Earlier this month, we talked about the launch of Microsoft's first web browser, Internet Explorer 1.0, back in 1995. It was a pretty bare-bones browser, but Microsoft quickly updated it with a 2.0 version later that year, followed by 3.0 in 1996, 4.0 in 1997, and 5.0 in 1999.
On August 24, 2001, 22 years ago this week, Microsoft Internet Explorer 6.0 was released, a couple of months before the company's next consumer OS, Windows XP, was launched. The browser, which we will refer to as IE6 from now on, quickly dominated the market with a share as high as 90 percent at one point in 2004.
However, the release of IE6 might have been the start of a major turning point in Microsoft's command of the browser market. That's because of three developments, all of which led into each other. The first was that Microsoft basically decided, after six major releases of IE, to take a step back and not try to develop and release a major feature update to IE6 as quickly as previous IE versions has been updated in the past.

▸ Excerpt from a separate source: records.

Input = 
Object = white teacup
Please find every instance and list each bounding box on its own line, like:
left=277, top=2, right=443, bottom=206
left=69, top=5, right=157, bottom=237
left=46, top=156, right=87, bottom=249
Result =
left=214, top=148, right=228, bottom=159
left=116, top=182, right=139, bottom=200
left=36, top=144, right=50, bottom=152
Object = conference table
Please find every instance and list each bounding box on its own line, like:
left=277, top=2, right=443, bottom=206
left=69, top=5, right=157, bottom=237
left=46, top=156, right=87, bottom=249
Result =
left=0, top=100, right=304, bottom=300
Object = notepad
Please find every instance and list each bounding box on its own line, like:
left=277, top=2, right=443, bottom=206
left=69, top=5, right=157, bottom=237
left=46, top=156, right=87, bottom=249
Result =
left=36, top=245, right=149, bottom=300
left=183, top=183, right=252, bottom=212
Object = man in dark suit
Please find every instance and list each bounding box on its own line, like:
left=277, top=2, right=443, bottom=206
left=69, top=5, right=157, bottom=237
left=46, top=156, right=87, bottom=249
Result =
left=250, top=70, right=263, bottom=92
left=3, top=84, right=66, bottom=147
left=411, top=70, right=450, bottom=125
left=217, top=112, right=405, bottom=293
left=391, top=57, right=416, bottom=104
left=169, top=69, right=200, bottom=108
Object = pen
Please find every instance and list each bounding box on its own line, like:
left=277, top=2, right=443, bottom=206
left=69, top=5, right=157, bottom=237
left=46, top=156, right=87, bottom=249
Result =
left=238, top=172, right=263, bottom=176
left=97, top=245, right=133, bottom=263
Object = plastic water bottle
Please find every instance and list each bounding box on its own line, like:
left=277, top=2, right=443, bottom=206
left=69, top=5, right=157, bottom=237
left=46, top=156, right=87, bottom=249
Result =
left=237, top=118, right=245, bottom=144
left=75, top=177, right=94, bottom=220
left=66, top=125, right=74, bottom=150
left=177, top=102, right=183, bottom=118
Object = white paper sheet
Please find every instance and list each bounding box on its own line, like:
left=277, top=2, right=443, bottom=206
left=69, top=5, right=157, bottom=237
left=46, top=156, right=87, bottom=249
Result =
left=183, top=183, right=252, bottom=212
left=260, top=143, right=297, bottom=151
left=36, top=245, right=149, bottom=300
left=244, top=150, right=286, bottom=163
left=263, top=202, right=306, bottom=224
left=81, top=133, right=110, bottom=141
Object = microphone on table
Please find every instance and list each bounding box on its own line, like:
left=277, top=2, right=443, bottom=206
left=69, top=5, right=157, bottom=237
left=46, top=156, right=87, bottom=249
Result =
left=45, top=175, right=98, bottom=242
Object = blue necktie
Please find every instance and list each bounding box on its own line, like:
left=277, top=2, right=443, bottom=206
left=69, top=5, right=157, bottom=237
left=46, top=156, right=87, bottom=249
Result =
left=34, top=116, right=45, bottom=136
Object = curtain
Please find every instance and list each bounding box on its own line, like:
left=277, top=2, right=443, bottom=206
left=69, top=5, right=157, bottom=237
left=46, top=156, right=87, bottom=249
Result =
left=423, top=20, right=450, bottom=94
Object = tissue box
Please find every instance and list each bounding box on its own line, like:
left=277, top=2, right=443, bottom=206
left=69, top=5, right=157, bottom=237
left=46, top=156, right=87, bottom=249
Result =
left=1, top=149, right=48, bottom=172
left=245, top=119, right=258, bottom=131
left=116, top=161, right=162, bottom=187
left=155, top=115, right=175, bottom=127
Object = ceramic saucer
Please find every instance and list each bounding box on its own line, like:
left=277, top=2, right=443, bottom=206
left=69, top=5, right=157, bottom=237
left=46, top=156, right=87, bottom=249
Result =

That lack of active development led to the discovery of a number of serious security flaws in IE6. As reported by ZDNet at the time, in 2004 security researchers found lots of issues in the browser. These flaws were being used by hackers to infect the PCs of IE6 users by them just visiting infected websites. The security issues let IE6 to download malware directly to PCs via those sites.
Those flaws in Microsoft's web browser got so bad that, in June 2004, the US government had to issue an advisory asking PC owners not to use IE6 without certain precautions. An archived post from the US Computer Emergency Readiness Team (US-CERT) at Carnegie Mellon University describes the issue:
Microsoft Internet Explorer (IE) does not adequately validate the security context of a frame that has been redirected by a web server. An attacker could exploit this vulnerability to evaluate script in different security domains. By causing script to be evaluated in the Local Machine Zone, the attacker could execute arbitrary code with the privileges of the user running IE.
Microsoft did issue patches to try to correct these issues, but US-CERT also advised IE6 users to disable Active scripting and ActiveX controls in the browser or just use another browser completely.
That piece of advice led to the third development, which was the release of Mozilla's Firefox browser. Launched in November 2004, the free and open-source browser had lots of new features and fewer security issues compared to IE6, and it quickly became a popular alternative.
As a result, Microsoft never dominated the web browser market share again as it did at the peak of IE6 in 2004. That was especially true after the launch of Google's Chrome browser which launched a few years later in 2008.
Microsoft finally released Internet Explorer 7.0 in October 2006, over five years after the release of IE6. Yet, Microsoft's buggy browser still was used by lots of people around the world several years later. In 2011, Microsoft launched a marketing campaign called IE6 Countdown, urging users to stop using the old web browser 10 years after it launched. That campaign eventually succeeded in that goal.
Of course, now the IE brand itself has been eliminated completely as Microsoft moved on with its Edge browser. Updates to browsers, and indeed major software products as a whole, have also evolved beyond what they were in 2004, as new features and bug fixes are released at a far more rapid and regular pace than ever, thanks in part to the rise of fast broadband internet speeds.
Microsoft's complacency with the launch of IE6 22 years ago was a big reason why rivals were able to beat the company in the browser wars, and that continues to this day. While Firefox is not as popular as it once was, Chrome and Apple's Safari both top Microsoft Edge in use, according to StatCounter's most recent numbers.